Sumstats from Generation Scotland need to be aligned with the PGC imputation panel (1KG).
library(readr)
library(dplyr)
##
## Attaching package: 'dplyr'
## The following objects are masked from 'package:stats':
##
## filter, lag
## The following objects are masked from 'package:base':
##
## intersect, setdiff, setequal, union
daner <- read_tsv('daner_mdd_genscot_1119a_rmUKBB.gz')

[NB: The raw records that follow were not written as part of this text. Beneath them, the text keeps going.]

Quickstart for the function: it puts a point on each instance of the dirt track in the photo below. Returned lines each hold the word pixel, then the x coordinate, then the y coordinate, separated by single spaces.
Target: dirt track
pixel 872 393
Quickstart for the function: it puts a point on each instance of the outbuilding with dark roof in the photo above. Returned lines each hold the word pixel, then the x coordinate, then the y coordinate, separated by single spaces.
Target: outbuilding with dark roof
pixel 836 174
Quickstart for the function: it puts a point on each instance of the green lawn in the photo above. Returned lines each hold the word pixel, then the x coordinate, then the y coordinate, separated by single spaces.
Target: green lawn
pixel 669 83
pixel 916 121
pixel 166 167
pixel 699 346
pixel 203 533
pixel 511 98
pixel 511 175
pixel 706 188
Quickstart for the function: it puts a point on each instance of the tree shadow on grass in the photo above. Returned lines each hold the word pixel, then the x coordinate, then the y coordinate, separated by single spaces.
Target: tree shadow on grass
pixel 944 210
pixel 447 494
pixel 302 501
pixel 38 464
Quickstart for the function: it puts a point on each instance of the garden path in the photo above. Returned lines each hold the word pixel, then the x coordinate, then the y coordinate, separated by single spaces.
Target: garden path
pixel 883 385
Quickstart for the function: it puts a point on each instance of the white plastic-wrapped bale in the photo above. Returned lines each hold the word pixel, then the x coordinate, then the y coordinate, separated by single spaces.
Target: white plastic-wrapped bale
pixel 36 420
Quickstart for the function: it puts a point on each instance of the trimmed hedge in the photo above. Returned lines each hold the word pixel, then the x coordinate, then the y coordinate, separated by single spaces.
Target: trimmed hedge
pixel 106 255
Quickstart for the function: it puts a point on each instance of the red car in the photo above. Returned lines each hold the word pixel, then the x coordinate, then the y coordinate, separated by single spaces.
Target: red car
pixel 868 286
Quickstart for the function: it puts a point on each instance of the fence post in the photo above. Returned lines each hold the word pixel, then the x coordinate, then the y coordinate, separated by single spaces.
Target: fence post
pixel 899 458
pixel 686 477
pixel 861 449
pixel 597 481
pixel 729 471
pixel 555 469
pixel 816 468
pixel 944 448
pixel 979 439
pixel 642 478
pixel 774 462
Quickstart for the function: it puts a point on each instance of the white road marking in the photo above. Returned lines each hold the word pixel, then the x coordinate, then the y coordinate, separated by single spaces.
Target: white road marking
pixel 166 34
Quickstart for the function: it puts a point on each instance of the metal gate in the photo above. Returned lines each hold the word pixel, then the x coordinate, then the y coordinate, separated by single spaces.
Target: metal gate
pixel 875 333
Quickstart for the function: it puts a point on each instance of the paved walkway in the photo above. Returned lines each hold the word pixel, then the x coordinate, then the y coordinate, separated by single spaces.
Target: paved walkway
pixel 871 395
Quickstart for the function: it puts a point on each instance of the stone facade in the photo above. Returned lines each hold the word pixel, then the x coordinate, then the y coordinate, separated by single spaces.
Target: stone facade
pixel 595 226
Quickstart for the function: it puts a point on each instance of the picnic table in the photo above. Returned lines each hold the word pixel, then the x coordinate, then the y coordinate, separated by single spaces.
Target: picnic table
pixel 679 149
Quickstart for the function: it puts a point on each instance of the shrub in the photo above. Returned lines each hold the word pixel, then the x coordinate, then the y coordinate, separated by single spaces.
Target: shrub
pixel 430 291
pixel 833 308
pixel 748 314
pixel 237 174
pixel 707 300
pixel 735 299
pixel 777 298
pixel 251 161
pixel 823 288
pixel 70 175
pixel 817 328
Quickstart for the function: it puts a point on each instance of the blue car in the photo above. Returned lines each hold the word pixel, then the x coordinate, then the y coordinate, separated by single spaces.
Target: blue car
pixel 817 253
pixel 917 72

## Parsed with column specification:
## cols(
## CHR = col_integer(),
## SNP = col_character(),
## BP = col_integer(),
## A1 = col_character(),
## A2 = col_character(),
## FRQ_A_951 = col_double(),
## FRQ_U_6114 = col_double(),
## INFO = col_double(),
## OR = col_double(),
## SE = col_double(),
## P = col_double(),
## ngt = col_integer()
## )
List and load alignments files. The document suggests pulling from files with the suffix *.EUR.frq2.gz
but these do not exist for the circa 2012 imputation files that were used for MDD2, so instead we open the *.eur.bfile.bim
files.
eur_bim_files <-
list.files('/home/gwas/pgc-samples/hapmap_ref/impute2_ref/1KG_Aug12/ALL_1000G_phase1integrated_v3_impute_macGT1/', pattern="my.ALL_1000G_phase1integrated_v3_aug2012_macGT1_chr.+\\.eur\\.bfile\\.bim", full.names=TRUE)
# specify column times i=integer, c=character
eur_bim <- bind_rows(lapply(eur_bim_files, read_table2, col_names=c('CHR', 'snpid', 'CM', 'BP', 'A1', 'A2'), col_types='iciicc'))
Merge sumstats on CPIDs CHR_POS_A1_A2
and CHR_POS_A2_A1
daner_cpid <-
bind_rows(
daner %>%
inner_join(eur_bim, by=c('CHR'='CHR', 'BP'='BP', 'A1'='A1', 'A2'='A2')),
daner %>%
inner_join(eur_bim, by=c('CHR'='CHR', 'BP'='BP', 'A1'='A2', 'A2'='A1'))
)
Number of sites with differerent RSIDs
daner_cpid %>%
filter(SNP != snpid) %>%
tally()
## # A tibble: 1 x 1
## n
## <int>
## 1 49169
Unmatched sites
daner_cpid_nomatch <-
daner %>%
anti_join(daner_cpid, by=c('CHR', 'SNP'))
Update SNP ID
daner_aligned <-
daner_cpid %>%
select(CHR, SNP=snpid, BP, A1, A2, starts_with('FRQ'), INFO, OR, SE, P, ngt) %>%
bind_rows(daner_cpid_nomatch) %>%
arrange(CHR, BP)
write_tsv(daner_aligned, 'daner_mdd_genscot_1119a_rmUKBB.aligned.gz')